どちらも「覚醒」というタイトルの話数がある。
 
・「レギオン」の革新性と、「ジェダイ」との類似
 
 レギオンの主人公は、プロフェッサーXという強力なミュータント(ジェダイ・マスター)の息子という設定のデイビッド・ハラーというキャラクターである。
 その息子は幼少時から精神異常者としてみなされ、30過ぎて統合失調症患者として病院に入院している。しかし、あるきっかけにより、彼の妄想や幻覚はすべて「現実」であることがわかる。
 彼の能力は「ジェダイ」のようなものであり、物体操作・精神操作を基本とするテレキネシスサイコキネシスである。
 
 彼は自分の心の問題として、より多く悩み、自らの出自、トラウマ、すべてと戦うことになっていた。そのストーリー、描写すべては新鮮であり、革新性のある作品である。
 第一話を見るだけで、これはものすごい話だとわかった。
 
・「反乱軍」としてのミュータント
 今作では、X-MEN以降が描かれる。ミュータントはその危険性から、政府による管理・粛清対象となっている設定である(ジェダイと同じ)。
 デイビッド・ハラーはその困難な状況(大規模な人権侵害)の世界において、唯一の希望(ルーク・スカイウォーカー)と周囲に思われている。
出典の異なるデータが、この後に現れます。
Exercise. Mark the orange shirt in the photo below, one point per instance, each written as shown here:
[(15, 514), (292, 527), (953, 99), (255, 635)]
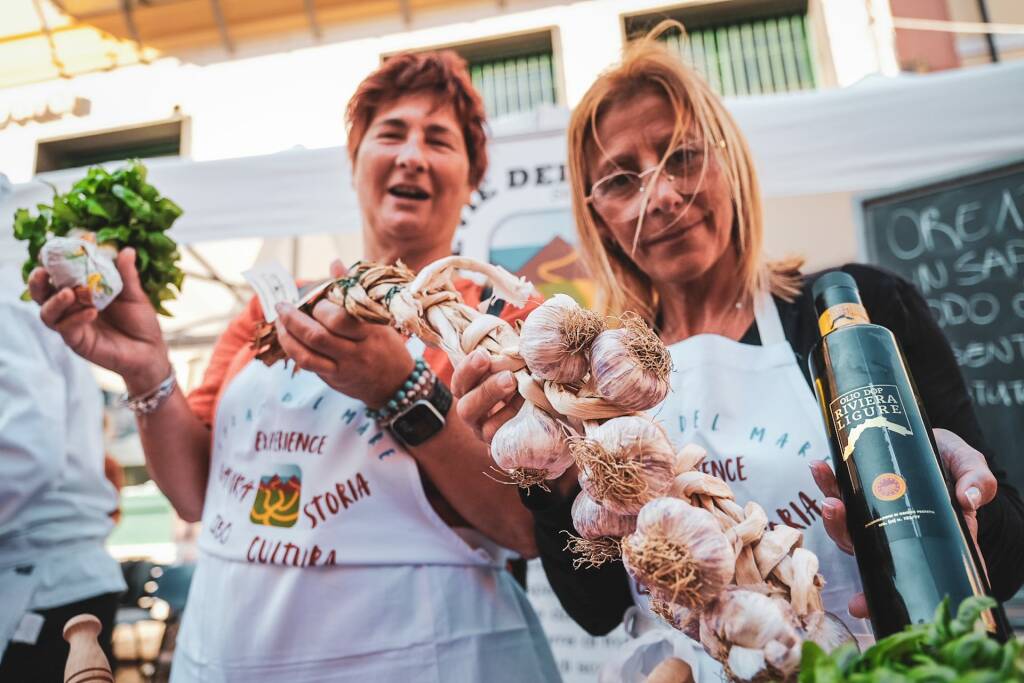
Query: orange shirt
[(233, 350)]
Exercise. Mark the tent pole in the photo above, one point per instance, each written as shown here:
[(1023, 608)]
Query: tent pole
[(993, 51)]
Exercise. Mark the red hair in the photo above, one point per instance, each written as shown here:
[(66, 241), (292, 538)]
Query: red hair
[(441, 74)]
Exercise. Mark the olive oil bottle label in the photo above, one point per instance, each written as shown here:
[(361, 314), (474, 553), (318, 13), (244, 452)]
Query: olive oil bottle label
[(871, 407), (873, 431)]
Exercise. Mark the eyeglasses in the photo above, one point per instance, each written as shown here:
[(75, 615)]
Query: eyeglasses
[(617, 197)]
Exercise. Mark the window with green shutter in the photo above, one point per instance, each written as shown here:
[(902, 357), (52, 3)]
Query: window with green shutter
[(513, 84), (742, 56)]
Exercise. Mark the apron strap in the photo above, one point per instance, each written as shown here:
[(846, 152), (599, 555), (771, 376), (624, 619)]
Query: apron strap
[(766, 315)]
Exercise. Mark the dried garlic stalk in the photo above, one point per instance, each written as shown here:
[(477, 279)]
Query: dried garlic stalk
[(714, 570)]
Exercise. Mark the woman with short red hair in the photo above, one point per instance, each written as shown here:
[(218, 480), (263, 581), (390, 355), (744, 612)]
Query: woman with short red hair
[(348, 532)]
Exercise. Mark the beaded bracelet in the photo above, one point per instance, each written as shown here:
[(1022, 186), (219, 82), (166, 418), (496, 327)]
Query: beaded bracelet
[(416, 387), (150, 401)]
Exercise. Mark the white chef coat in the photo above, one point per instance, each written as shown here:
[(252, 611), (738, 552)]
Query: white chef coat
[(55, 501)]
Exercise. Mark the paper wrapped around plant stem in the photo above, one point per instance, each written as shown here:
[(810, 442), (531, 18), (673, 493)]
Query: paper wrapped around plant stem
[(80, 264)]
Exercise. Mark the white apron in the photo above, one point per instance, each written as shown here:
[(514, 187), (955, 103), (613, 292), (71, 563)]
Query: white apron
[(752, 409), (323, 560)]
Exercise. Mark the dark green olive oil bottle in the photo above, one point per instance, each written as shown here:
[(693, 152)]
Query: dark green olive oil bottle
[(909, 537)]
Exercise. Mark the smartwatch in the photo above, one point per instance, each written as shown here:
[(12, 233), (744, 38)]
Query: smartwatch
[(424, 418)]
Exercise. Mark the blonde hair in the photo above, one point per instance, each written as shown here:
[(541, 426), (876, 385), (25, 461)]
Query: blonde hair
[(646, 66)]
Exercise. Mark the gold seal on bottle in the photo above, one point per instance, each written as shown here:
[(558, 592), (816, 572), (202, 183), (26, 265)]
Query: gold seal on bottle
[(841, 315)]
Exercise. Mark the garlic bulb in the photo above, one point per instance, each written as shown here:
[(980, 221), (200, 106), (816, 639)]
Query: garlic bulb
[(600, 530), (672, 670), (593, 521), (530, 447), (679, 553), (555, 338), (826, 630), (630, 366), (627, 461), (679, 617), (755, 636), (799, 571)]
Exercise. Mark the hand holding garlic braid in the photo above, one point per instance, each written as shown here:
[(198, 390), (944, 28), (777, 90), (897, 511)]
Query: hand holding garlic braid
[(751, 596)]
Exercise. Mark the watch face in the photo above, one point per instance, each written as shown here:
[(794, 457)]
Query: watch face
[(418, 424)]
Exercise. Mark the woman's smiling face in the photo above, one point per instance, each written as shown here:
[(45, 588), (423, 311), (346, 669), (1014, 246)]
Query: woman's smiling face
[(687, 221), (412, 173)]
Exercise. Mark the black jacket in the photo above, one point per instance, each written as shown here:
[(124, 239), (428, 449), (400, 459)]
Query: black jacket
[(597, 598)]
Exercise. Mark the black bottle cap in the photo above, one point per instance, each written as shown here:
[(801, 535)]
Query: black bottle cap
[(834, 288)]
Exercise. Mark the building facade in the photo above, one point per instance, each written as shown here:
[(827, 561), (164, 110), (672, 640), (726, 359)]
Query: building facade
[(86, 80)]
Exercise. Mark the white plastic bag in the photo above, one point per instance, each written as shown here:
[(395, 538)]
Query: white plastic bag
[(653, 642), (77, 262)]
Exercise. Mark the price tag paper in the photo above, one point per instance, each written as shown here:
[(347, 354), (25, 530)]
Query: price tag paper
[(272, 285)]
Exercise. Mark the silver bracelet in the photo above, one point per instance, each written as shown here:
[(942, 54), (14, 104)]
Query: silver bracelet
[(148, 402)]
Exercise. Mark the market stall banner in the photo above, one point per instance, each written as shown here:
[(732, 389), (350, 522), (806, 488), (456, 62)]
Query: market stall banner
[(961, 241)]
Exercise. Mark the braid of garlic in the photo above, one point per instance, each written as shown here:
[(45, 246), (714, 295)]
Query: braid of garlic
[(700, 554)]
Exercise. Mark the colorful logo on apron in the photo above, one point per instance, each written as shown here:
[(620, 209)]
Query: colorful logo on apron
[(278, 498)]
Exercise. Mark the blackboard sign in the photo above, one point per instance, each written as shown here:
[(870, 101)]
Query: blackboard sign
[(961, 241)]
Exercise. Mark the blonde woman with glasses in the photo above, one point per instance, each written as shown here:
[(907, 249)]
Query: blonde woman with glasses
[(670, 220)]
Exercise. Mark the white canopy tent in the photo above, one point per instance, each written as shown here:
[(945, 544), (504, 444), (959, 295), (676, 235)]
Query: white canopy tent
[(814, 151), (880, 132)]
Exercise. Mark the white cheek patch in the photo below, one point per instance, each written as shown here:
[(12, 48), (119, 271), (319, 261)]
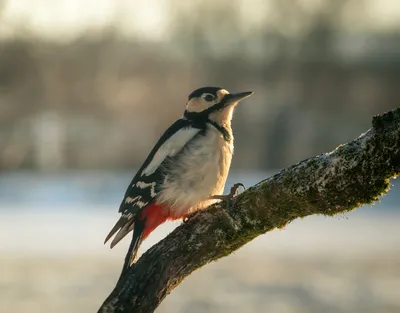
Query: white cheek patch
[(171, 147)]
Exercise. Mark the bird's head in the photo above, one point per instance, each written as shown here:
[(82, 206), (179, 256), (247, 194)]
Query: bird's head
[(213, 103)]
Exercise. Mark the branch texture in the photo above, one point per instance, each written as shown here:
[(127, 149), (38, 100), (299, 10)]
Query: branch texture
[(352, 175)]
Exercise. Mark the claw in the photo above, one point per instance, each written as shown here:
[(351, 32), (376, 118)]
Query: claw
[(230, 198)]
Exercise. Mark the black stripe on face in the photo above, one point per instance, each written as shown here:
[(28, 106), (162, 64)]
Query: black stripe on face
[(221, 129)]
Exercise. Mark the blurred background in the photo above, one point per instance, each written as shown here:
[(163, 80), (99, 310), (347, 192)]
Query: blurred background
[(87, 87)]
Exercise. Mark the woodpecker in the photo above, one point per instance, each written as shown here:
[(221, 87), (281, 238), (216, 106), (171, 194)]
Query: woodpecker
[(186, 170)]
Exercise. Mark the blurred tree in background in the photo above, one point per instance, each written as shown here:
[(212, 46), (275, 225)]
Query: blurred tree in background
[(101, 100)]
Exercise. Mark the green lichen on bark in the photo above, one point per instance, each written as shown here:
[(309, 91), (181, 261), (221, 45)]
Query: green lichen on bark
[(350, 176)]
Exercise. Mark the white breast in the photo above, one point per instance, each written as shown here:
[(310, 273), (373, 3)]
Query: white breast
[(200, 171)]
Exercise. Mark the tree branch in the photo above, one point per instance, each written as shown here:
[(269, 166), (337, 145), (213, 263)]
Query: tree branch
[(353, 174)]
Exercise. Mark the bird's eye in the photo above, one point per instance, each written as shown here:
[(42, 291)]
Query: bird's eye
[(208, 97)]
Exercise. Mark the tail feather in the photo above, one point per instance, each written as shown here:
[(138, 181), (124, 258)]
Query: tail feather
[(135, 243)]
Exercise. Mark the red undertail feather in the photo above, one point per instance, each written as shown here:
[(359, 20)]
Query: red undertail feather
[(153, 215)]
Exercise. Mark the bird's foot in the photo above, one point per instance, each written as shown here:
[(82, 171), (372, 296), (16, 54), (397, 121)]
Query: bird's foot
[(188, 217), (230, 198)]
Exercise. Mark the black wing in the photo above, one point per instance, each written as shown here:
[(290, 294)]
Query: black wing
[(148, 180)]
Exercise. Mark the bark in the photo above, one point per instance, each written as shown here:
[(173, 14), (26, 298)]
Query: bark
[(352, 175)]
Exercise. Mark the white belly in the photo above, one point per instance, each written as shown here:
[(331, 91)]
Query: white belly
[(200, 172)]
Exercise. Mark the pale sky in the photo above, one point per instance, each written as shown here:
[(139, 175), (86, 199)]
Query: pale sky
[(66, 19)]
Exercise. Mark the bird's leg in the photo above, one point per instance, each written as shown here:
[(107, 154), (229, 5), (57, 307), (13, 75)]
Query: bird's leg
[(230, 198)]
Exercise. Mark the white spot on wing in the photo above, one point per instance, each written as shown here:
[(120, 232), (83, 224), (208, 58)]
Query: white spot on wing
[(170, 147), (143, 185)]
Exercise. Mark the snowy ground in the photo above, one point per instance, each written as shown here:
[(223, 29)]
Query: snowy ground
[(53, 260)]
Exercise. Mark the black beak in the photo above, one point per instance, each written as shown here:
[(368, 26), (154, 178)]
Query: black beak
[(232, 98)]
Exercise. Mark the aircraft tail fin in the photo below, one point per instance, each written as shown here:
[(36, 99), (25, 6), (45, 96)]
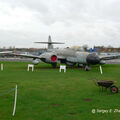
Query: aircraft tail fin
[(50, 43)]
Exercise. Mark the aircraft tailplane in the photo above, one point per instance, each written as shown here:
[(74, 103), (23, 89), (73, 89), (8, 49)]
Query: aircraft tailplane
[(50, 43)]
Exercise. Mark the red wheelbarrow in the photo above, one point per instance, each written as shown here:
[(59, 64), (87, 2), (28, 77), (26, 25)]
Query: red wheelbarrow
[(108, 84)]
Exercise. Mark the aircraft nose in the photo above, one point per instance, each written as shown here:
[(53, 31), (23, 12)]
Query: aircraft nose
[(93, 59)]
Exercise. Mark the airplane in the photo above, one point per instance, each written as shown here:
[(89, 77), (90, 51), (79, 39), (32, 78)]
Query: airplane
[(5, 52), (68, 56)]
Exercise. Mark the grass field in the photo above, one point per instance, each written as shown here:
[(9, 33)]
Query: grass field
[(46, 94)]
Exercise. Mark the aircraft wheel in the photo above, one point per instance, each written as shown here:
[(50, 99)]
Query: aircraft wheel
[(114, 89)]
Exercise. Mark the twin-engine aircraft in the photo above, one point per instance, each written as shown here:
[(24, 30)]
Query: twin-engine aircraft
[(68, 56)]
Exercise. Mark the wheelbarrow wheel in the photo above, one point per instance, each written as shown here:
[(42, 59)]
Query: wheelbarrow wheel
[(114, 89)]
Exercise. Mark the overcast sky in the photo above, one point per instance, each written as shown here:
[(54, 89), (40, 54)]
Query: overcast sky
[(75, 22)]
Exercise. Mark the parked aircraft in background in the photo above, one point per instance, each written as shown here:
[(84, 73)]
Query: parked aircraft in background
[(5, 52), (68, 56)]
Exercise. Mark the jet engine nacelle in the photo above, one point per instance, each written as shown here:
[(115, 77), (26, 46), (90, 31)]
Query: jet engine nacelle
[(36, 61), (49, 58)]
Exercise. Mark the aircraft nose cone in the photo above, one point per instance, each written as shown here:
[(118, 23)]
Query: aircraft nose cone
[(93, 59)]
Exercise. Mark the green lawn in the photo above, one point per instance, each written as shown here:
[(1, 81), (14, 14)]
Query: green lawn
[(46, 94)]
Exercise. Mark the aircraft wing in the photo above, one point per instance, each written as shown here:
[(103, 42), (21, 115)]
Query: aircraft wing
[(25, 55), (5, 52), (109, 57)]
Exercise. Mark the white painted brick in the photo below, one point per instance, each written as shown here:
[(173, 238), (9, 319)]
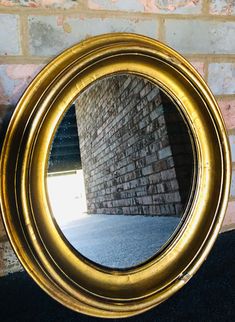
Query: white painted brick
[(9, 35), (154, 6), (206, 37), (222, 7), (49, 35), (221, 77)]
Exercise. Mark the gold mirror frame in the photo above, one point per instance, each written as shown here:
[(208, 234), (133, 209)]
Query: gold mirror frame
[(44, 253)]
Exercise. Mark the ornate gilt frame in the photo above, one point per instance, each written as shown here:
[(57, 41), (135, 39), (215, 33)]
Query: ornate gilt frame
[(46, 256)]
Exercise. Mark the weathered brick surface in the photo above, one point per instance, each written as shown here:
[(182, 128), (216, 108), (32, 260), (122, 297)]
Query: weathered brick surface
[(227, 107), (199, 66), (154, 6), (199, 36), (14, 79), (222, 7), (8, 260), (221, 77), (49, 35), (9, 35), (130, 139), (64, 4)]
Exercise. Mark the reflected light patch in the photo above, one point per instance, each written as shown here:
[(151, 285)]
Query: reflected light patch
[(67, 197)]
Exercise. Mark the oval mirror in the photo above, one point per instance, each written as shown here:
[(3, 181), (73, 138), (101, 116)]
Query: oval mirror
[(120, 171), (115, 175)]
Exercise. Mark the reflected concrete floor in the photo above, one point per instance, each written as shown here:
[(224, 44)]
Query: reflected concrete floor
[(119, 241)]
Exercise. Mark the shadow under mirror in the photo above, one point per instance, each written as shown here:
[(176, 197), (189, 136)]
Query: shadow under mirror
[(120, 171)]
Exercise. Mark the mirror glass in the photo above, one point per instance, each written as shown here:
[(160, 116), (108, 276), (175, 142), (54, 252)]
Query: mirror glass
[(120, 171)]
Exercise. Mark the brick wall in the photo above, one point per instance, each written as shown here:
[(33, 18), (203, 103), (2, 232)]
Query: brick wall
[(33, 32), (133, 161)]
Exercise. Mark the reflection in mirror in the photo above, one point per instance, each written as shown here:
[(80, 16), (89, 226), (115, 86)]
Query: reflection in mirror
[(120, 171)]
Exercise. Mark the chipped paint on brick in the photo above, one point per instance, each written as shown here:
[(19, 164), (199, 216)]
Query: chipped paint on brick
[(200, 36), (222, 7), (14, 79), (9, 35), (199, 66), (63, 4), (150, 6), (228, 110), (172, 6), (221, 78), (49, 35)]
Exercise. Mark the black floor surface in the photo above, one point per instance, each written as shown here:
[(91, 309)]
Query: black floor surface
[(208, 296)]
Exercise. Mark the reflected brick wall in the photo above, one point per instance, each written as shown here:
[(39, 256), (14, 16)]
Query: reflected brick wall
[(127, 139)]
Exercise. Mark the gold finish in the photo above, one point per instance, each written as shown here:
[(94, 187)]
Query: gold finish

 その「NEW HOPE」の覚醒と、彼による反乱の開始までを描いているのがシーズン1である。
 
 
・デイビッドは暗黒面へ堕ちるのか?
 
 デイビッドはその憎しみから、ミュータントの力の暗黒面により、残虐性を発揮、大量殺人をする。デイビッドには実は別のミュータントの意識が脳に侵入しているのだ。「シャドウ・キング」と呼ばれるミュータントは、デイビッドが生まれた時から彼の脳に侵入し巣食っていた。デイビッドの力の強大さに気づいており、それを精神の深層からコントロールしようとしている。
 つまりスター・ウォーズにおける「アナキン」VS「パルパティーン」の関係と類似している。
 アナキンはダース・ベイダーへと堕ちたが、デイビッドはまだ堕ちていない。
 
・リアルな弾圧を描く物語。マイノリティの人権運動。
 X-MENは人権運動の物語である。遺伝的に特異な存在という理由だけでその個性は剥奪され、迫害を受けたり政府に拘束されて実験させられたり、殺害対象となる。彼らは社会の異分子、マイノリティ、アンタッチャブルロヒンギャ)であった。
 
・暴力的政治運動の不可能な現代における疑似権利運動ドラマ
 
 思い出すのは黒人の公民権運動以降、暴力運動に変わってしまっていった歴史である。そしてテロリスト認定され、本格的な管理粛清の対象となっていった事実。
 そのようなアメリカの歴史的下地を基盤しているリアルなドラマである。そしていま、なぜ人権運動を描くのか?
 
・「The Gifted」というドラマ
最近スタートしたこのドラマも、X-MENのスピンオフである。しかし、X-MENは崩壊したことになっており、政府は本格的にミュータントを「社会の敵」とみなすようになっていた。プロフェッサーX、マグニートーによるミュータント解放運動の結果、結局解決されず、事態は悪化していたのだ。
 
これを前提としているスピンオフの物語は、その運動の挫折を経て生きていくミュータント達の物語となっていく。
 
 ジェダイとミュータントの比較で言えば、ミュータントはより存在が多く、特別な存在ではないことが言える。(遺伝子異常は発生しやすいらしいし)
 主人公デイビッド・ハラーはただの30過ぎのオッサンであり、統合失調症っぽくメンタルも不安定、強い力があるだけである。
 
レイやカイロ・レンのように、歴史を背負っているわけでも、なんらかの力の継承を受けた「ヒーロー」達の物語ではないので、親近感は湧きやすい。
 
「レギオン」は、より微小な、平凡な、私達市民のための物語であると思う。